「5G」空騒ぎ メディア業界再編の号砲になるか

 IT業界の今年の動向を占うキックオフイベント、世界最大級の家電・技術見本市「CES」が米ラスベガスで開催された。最終的な来場者の発表は夏頃になるが、昨年の来場者数18万人を上回ることだろう。会場のあちらこちらで日本語を耳にしたので、日本からの来場者数も、きっと昨年を上回っているに違いない。

大勢の来場者でにぎわうCES

 日本では、「次世代通信規格『5G』やAI、家電や住宅設備がインターネットとつながる『スマートホーム』などの技術に注目が集まっている」などと報道されていたようだが、これらの注目領域は、ここ数年ずっと注目され続けてきているので、目新しさがなかったと感じている。

 注目領域のうち、今年最も注目されたのが「5G」だ。高速大容量、超低遅延、多数端末接続が特長の5G。日本における商用サービスは、東京オリンピック・パラリンピックが開催される20年の予定だが、米国ではベライゾンとAT&Tが、今年前半にも、本格的な商用サービスを開始する。そういう事情もあって、来場者の多くが期待を持ってラスベガスに乗り込んだはずだ。

 結果から言えば、期待外れだった。会場では5Gの文字を見かけるものの、具体的な展示があるブースは、本当に数少なかった。

基調講演を行う米ベライゾン最高経営責任者、ハンス・ベストベリ氏(米Consumer Technology Association提供)

 なぜか。これといった活用方法が、まだ見つからないからだ。ベライゾンのハンス・ベストベリ最高経営責任者は基調講演で、ニューヨーク・タイムズをパートナーに、コンテンツ制作や配信で5Gを活用できるよう共同研究を行うとした。

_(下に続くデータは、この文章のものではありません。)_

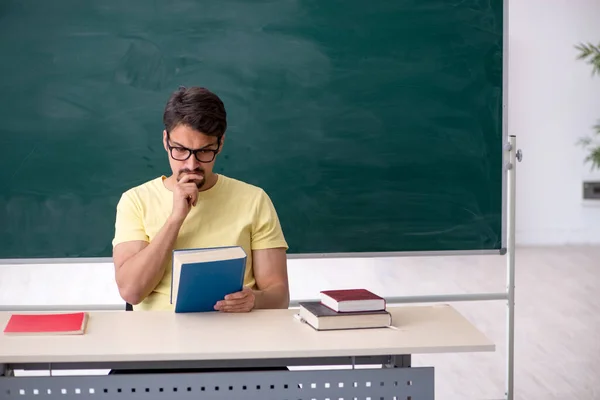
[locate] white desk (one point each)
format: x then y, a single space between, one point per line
262 338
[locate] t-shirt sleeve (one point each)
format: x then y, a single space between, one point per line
128 224
266 228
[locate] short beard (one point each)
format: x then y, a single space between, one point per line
198 171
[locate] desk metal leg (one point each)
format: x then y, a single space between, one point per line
374 383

しかしこれは、ごく限られた5Gの利用方法であり、多くのユーザに対して利用シーンを提示できたわけではない。日本も同じような状況で、NTTドコモが「5Gオープンパートナープログラム」を立ち上げているように、各社、パートナー企業に活用を考えてもらう取り組みを進めている段階で、ユーザ向けのサービスが具体的に見えている状況ではない。

 しかし、CESの状況だけを見て「5Gはまだまだだな」などと考えていると、痛い目に合うかもしれない。

プレスイベントでは5Gにも触れた韓国のサムスンも、展示会場では8Kテレビが主役

 ベライゾンは2017年6月、米ヤフーをおよそ45億米ドルで買収。傘下のAOLと統合しOath(オース)を立ち上げた。さらに今年1月7日にはオースを解体し、同社のメディア部門「ベライゾン・メディア・グループ」に組み込んだ。AT&Tも18年6月、米タイム・ワーナーをおよそ854億米ドル(債務負担を入れると約1,080億米ドル)で買収している。

 5Gを推進するには、設備投資が年間で数兆円レベルになり、携帯電話各社は、通信料収入だけでは経営が成り立たないと言われている。そこで、新しい技術を利用したサービスを導入し、ユーザを固定化し、ユーザあたりの単価を上げていく戦略を取らざるを得ない。上流のコンテンツ制作部門は、その戦略を成功させるための必須パーツだ。当時は疑問視されたベライゾンによるヤフー買収も、「垂直統合」という5G生き残り戦略とひも付けると、先見の明があったとさえ思えてくる。

 日本の携帯電話各社も、「いつか、あたりまえになることを。」「Life Design Company」など様々な方針のもと、業務提携、出資、買収などの手段を駆使して、通信にとどまらない事業拡張を進めている。

 5Gという、まだ姿がぼんやりしている巨大な市場を目指し、携帯電話会社を中心としたメディア業界再編が起こるかもしれない。